This building process is full of lessons very like this:

  • Use the right tool for the job. Example – put a fresh scalpel blade in, remember how good life can feel.
  • Make helpers for fiddly tasks. Example – this cutting jig, which is nothing more than a slot cut in some card, and some arrows drawn on.

In summary: When you’re positive that you’re cutting the right tree down, then stop to sharpen the axe.

Why did I not do this earlier?

I have never formalised my workflow. It has always been more important to me that I retained my agility to be able to make changes to the design, so building jigs and bulk-buying pre-cut parts has seemed dangerous.

Recently, I’ve made a decision to be a bit more efficient with my time, to optimise for throughput rather than flexibility, so this has led to me working on a big batch of twenty Polarshields at once, rather than just making them up in response to orders as I used to.

DSC_0364[1]There are particular bits of the build process that are fiddly and error-prone, but tolerable when I’m building only one or two of these devices.
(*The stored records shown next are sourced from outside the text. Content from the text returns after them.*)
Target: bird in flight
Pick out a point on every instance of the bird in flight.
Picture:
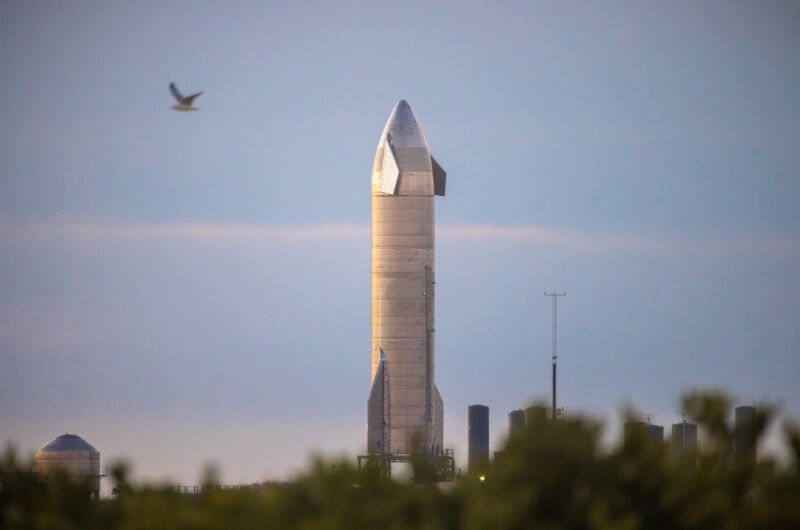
(184, 102)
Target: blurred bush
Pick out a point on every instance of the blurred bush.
(551, 475)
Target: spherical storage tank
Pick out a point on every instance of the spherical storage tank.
(73, 454)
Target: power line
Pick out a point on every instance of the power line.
(554, 295)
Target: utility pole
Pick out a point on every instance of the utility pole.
(554, 295)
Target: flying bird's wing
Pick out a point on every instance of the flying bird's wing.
(175, 93)
(188, 99)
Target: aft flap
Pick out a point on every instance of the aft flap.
(439, 177)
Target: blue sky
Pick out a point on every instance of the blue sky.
(181, 288)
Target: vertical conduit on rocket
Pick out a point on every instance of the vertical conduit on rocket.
(404, 407)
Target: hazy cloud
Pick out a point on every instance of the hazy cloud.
(780, 247)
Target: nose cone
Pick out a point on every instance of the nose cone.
(402, 161)
(404, 127)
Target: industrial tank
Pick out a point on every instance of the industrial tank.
(744, 433)
(478, 439)
(684, 437)
(73, 454)
(516, 421)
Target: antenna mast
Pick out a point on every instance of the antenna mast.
(554, 295)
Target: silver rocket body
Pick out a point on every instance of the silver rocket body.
(404, 410)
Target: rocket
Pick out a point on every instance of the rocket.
(404, 409)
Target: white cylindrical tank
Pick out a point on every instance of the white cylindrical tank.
(73, 454)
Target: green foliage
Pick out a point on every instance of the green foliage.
(552, 475)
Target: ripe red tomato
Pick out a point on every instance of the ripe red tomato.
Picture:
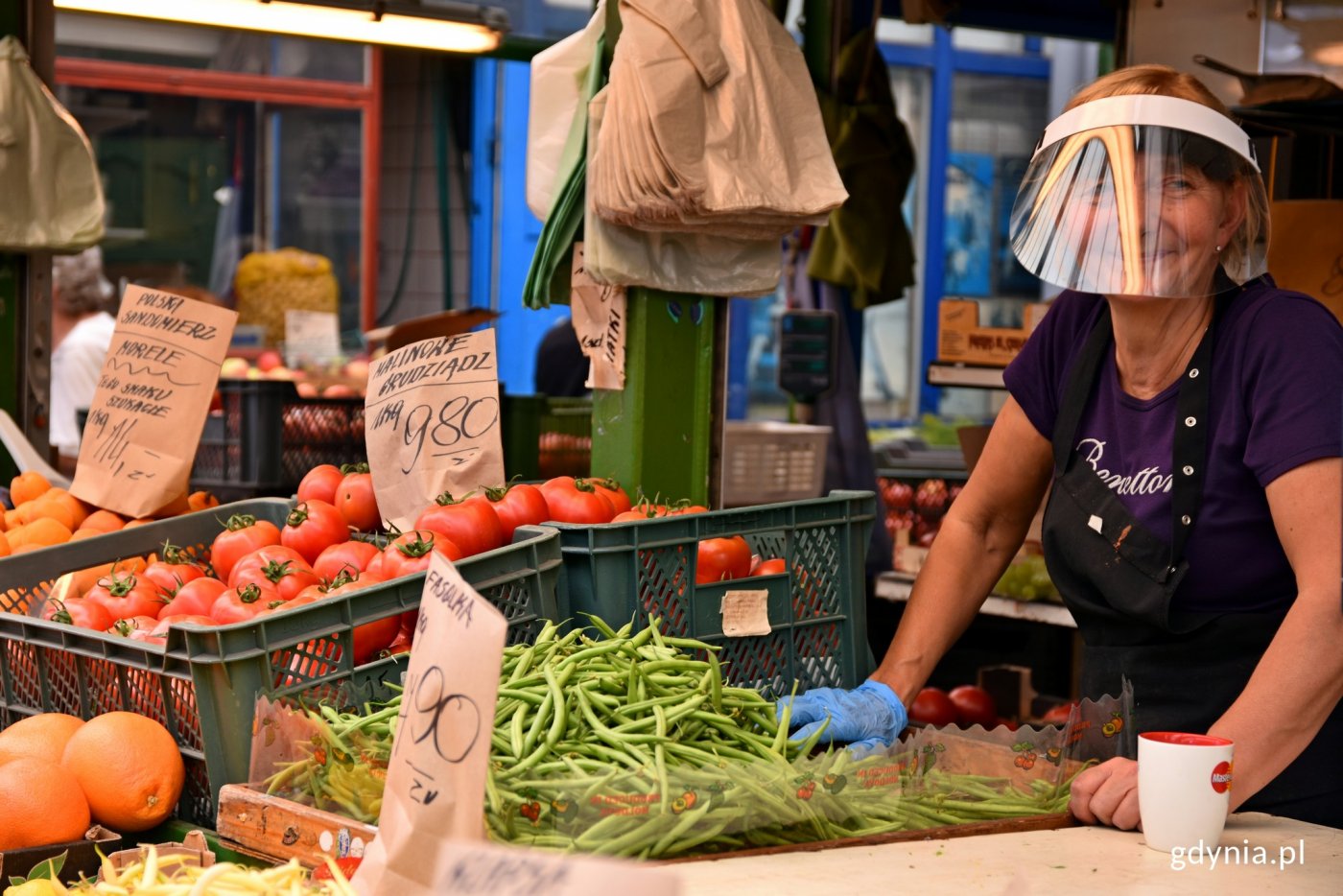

Or rather, the cost and risk of developing a jig to help is disproportionate if it is only going to be used on one circuit-board.

When it comes to adding the same part twenty times, then suddenly the cost of the jig doesn’t seem too outrageous given the benefits. In fact it seems stupid not to build a jig.

The risk is something else, and by risk I mean that I could spend an afternoon modelling a 3d printable (or laser cuttable) set of templates in order to hold the part just so, and allow me to clamp the PCB on, and then get super-accurate, repeatable solder-joints. And it’s all wasted if I mis-measure one tiny thing, or get my part thickness slightly wrong.

I have made the assumption in the past that jigs would naturally have to be super functional and professional to be worth having, they’d have to tick multiple boxes of precision, speed of use and robustness.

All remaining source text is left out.